# Fishing without a license.



## danthebuilder (Nov 22, 2011)

What is the penalty next year for someone who is from out of state?


----------



## slowpoke (Jan 30, 2001)

danthebuilder said:


> What is the penalty next year for someone who is from out of state?



Better question would be how much does an out of state license.


----------



## JDSwan87 (Aug 15, 2010)

slowpoke said:


> Better question would be how much does an out of state license.


Exactly!! The license is waaaay easier to deal with than the risk of being caught without a license...

Sent from my DROID RAZR HD using Ohub Campfire mobile app


----------



## malainse (Sep 2, 2002)

slowpoke said:


> Better question would be how much does an out of state license.




24 Hour Fish	$7.00
72 Hour Fish	$21.00
Non-resident restricted $34.00
Non-resident all species fish $42.00

Fines are set by the court and are different for each county.
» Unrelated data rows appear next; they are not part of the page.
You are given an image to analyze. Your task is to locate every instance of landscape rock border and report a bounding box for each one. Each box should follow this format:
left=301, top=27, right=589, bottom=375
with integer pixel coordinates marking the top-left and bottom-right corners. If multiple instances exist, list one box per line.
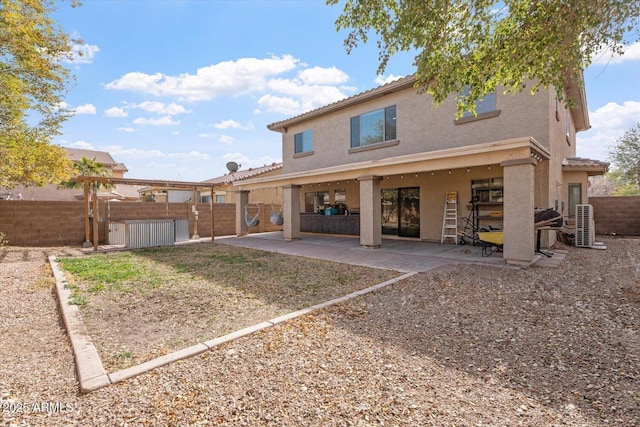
left=49, top=255, right=418, bottom=393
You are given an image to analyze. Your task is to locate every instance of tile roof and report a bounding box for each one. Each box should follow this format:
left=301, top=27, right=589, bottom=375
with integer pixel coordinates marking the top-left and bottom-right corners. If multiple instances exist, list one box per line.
left=202, top=163, right=282, bottom=184
left=562, top=157, right=609, bottom=175
left=267, top=74, right=416, bottom=132
left=64, top=147, right=117, bottom=167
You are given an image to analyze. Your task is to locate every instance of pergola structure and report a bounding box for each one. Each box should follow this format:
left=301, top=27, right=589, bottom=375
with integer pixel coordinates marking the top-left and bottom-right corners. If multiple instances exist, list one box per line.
left=71, top=176, right=215, bottom=250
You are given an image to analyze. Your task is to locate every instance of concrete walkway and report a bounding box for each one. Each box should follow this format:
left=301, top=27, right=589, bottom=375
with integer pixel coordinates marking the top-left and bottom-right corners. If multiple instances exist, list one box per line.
left=215, top=231, right=507, bottom=273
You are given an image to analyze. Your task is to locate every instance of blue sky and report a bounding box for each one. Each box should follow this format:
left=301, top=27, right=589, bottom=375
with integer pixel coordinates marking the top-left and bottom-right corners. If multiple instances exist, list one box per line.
left=54, top=0, right=640, bottom=181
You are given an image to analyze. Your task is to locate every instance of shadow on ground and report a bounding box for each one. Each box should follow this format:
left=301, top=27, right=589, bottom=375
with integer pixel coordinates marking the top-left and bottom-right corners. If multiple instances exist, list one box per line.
left=336, top=239, right=640, bottom=426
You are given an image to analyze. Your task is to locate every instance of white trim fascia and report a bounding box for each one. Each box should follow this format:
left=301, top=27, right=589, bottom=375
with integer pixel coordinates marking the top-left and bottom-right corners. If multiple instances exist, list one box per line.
left=233, top=137, right=551, bottom=189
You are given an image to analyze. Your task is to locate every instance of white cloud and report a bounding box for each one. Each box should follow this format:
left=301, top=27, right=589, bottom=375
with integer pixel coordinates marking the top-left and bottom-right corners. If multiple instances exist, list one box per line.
left=375, top=74, right=402, bottom=86
left=213, top=119, right=255, bottom=130
left=106, top=55, right=298, bottom=101
left=577, top=101, right=640, bottom=166
left=132, top=101, right=190, bottom=116
left=198, top=133, right=218, bottom=139
left=133, top=116, right=180, bottom=126
left=67, top=43, right=100, bottom=64
left=73, top=104, right=96, bottom=114
left=298, top=66, right=349, bottom=85
left=64, top=140, right=96, bottom=150
left=258, top=79, right=347, bottom=114
left=213, top=119, right=242, bottom=129
left=101, top=145, right=211, bottom=160
left=218, top=135, right=236, bottom=145
left=592, top=42, right=640, bottom=64
left=258, top=95, right=301, bottom=115
left=104, top=107, right=129, bottom=117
Contact the District Court where the violator wants to illegally fish. 

Better yet ,call the local CO while they are fishing. I am sure he/she can tell them while issuing the ticket/taking bond or lodging in the county jail. Oh and seizing fishing gear.

CLOSED........


----------



## dead short (Sep 15, 2009)

In my county it's somewhere around $165-$185 for a resident so I'd guess a non resident would be up around $250ish. 

On another note, I found out that a hunter paid $285 for a "No hunters orange" citation. A vest (or other permitted item) from Walmart is a much better investment. 


Sent from my iPhone using Ohub Campfire mobile app


----------